Being raised by four women (three elder sisters and a mother) I didn’t quite live up to the conventional ideals of the Indian masculine while growing up. As a child I was often ridiculed and bullied for being effeminate. My masculinity was further challenged when I concocted a narrative in my head in which Lord Hanuman, the Hindu God of masculinity, held me guilty for my father’s infidelities.

I belong to a Dalit caste, a marignalised community within the Hindu Fold that has been oppressed since generations by dominant upper castes. I soon discovered that the pursuit of belonging to a social circle in India as a man meant not only conforming to the set ideals of masculinity but also conforming to the regime of aesthetics driven by the upper caste. The discourse on masculinity has largely focused itself on gender and violence. My bagful of experiences puts me in a unique position from which I can explore the nuances of this discourse in relationship with caste, class and religion.

-Vaibhav

PRODUCERS  NOTE

On the face of it, Taalim has a deceptively simple premise. A young boy training in a traditional Indian wrestling akhara, a Taalim. But beneath the rigour and discipline, lies a deeply charged world: one where masculinity is inherited, policed, and performed with brutal precision. What seems like a physical journey is, in truth, a deeply emotional and psychological induction into a rigid code of manhood, one that rewards control and punishes softness.

As a producer, I was drawn to Taalim because it confronts a fundamental and often unspoken question: what happens to tenderness in a world that worships control?

In India, where sexual crimes are often discussed only in the framework of justice and punishment, we rarely examine the root: the culture of repression, shame, and inherited silence that many boys are raised within. From a young age, they are denied the vocabulary to name their own desires or discomforts. Vulnerability is not nurtured. It is shamed. Emotional expression is seen as weakness. Power is modelled through domination. And silence becomes a rite of passage.

Taalim does not sensationalise this. It doesn’t preach or explain. Instead, it chooses to observe, with care, with patience, and with an unusual gentleness. That’s what first struck me about Vaibhav Jadhav’s approach as a director. His gaze is never voyeuristic or moralizing. It is deeply tender, even in moments of tension. He holds space for ambiguity. He trusts the audience to feel what is not said. In a world as hyper-masculine and emotionally shut down as an akhara, this kind of gaze is not just rare. It is radical!

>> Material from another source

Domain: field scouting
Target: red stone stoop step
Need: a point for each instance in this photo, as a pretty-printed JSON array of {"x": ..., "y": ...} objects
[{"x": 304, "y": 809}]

I find Vaibhav’s sensibility vital, especially now, when so many narratives around masculinity are framed in extremes, either through glorification or condemnation. Taalim sits in a quieter, braver space. It witnesses how boys are shaped, through routine, through praise, through punishment. It probes how much of what they carry is inherited rather than chosen.

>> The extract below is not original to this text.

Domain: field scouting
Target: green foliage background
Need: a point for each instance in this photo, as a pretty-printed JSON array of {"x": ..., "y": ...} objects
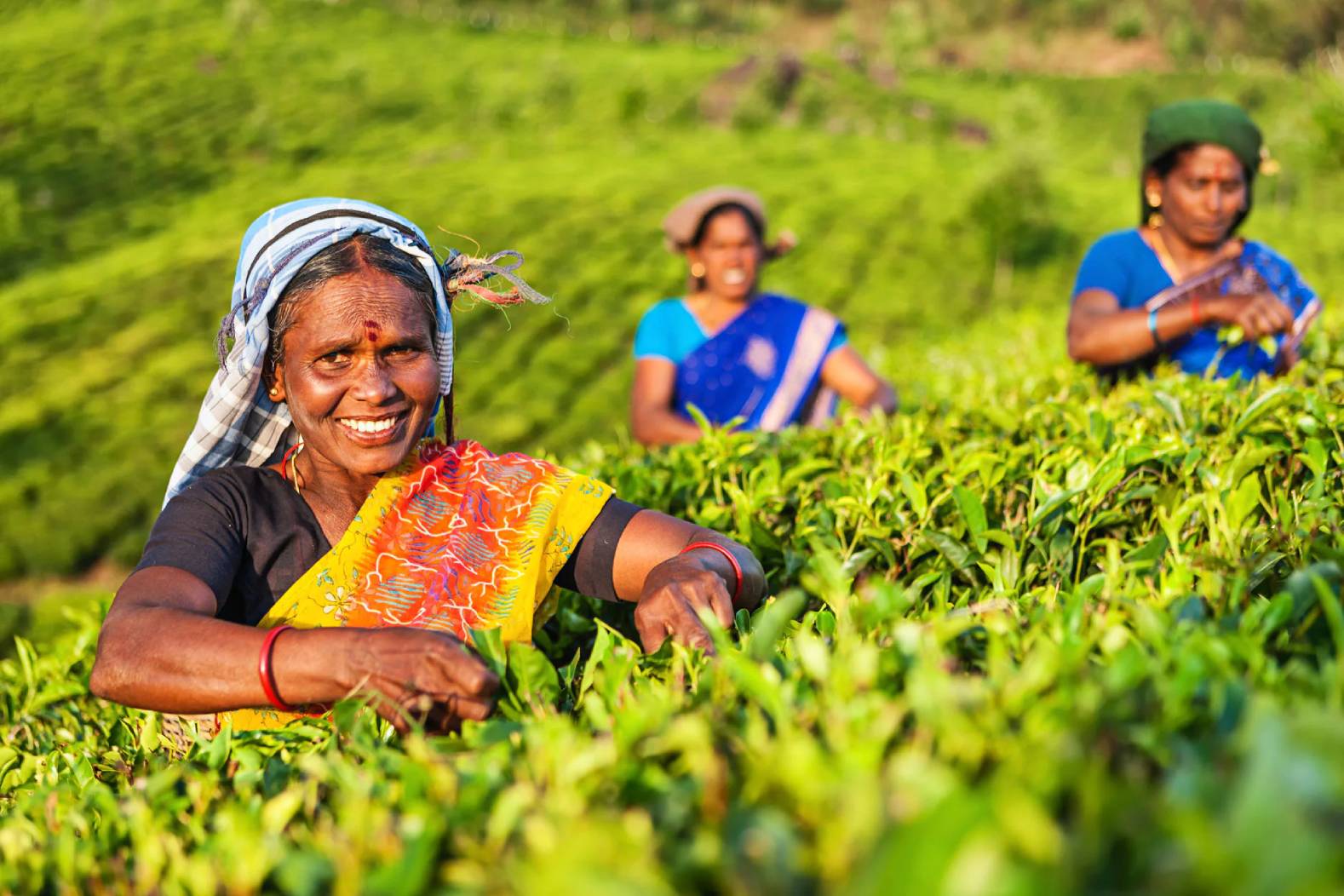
[{"x": 1030, "y": 635}]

As a producer, my responsibility is to protect this gaze. To create the conditions—logistical, ethical, and creative—that allow a film like Taalim to remain true to its spirit. That means building trust with the community being filmed, supporting a long and often invisible development process, and making sure we never take shortcuts with consent or context. It also means safeguarding the film’s quietness in a world that often demands louder, more performative storytelling.

Taalim is not just about wrestling—it is about all the things we wrestle with: identity, desire, shame, and the roles we’re told to play. It’s about the making of men, and more urgently, the deep and dark cost of that making. I believe this film speaks urgently to our cultural moment, not because it has answers, but because it dares to sit with uncomfortable truths—gently, honestly, and with the kind of gaze we need more of in the world.

-Jaydeep

PRODUCERS  NOTE

I met Vaibhav a few years ago at a film festival. He was quiet, a little shy — the kind of person who doesn’t take up space, but somehow still makes you stop and notice. I remember thinking, there’s something going on here.

I’ve always had to move through the world in a masculine way — it’s part of how I’ve survived, especially in this industry. So for me, masculinity is often wrapped in conflict. As a feminist, it’s a word I’ve questioned a lot. But Vaibhav flipped that script.

Here was this gentle boy trying to make sense of something that affects all of us — masculinity — but without anger, without blame. Just curiosity. He doesn’t fit into the 'norm' of what a man should be in India, and that’s made life harder for him. But he still shows up, asking, why can’t softness be part of masculinity too?

This story is also about a joint family where no one questions the rules — a powerful political uncle, a household of expectations, and a boy who’s just trying to make one decision for himself. It’s such a deeply Indian setting, but the questions it raises — about identity, control, love — feel universal.

As Vaibhav once said to me, “I just want to be able to be a man in a way that feels right to me.” That stayed with me. That’s why I’m producing this film.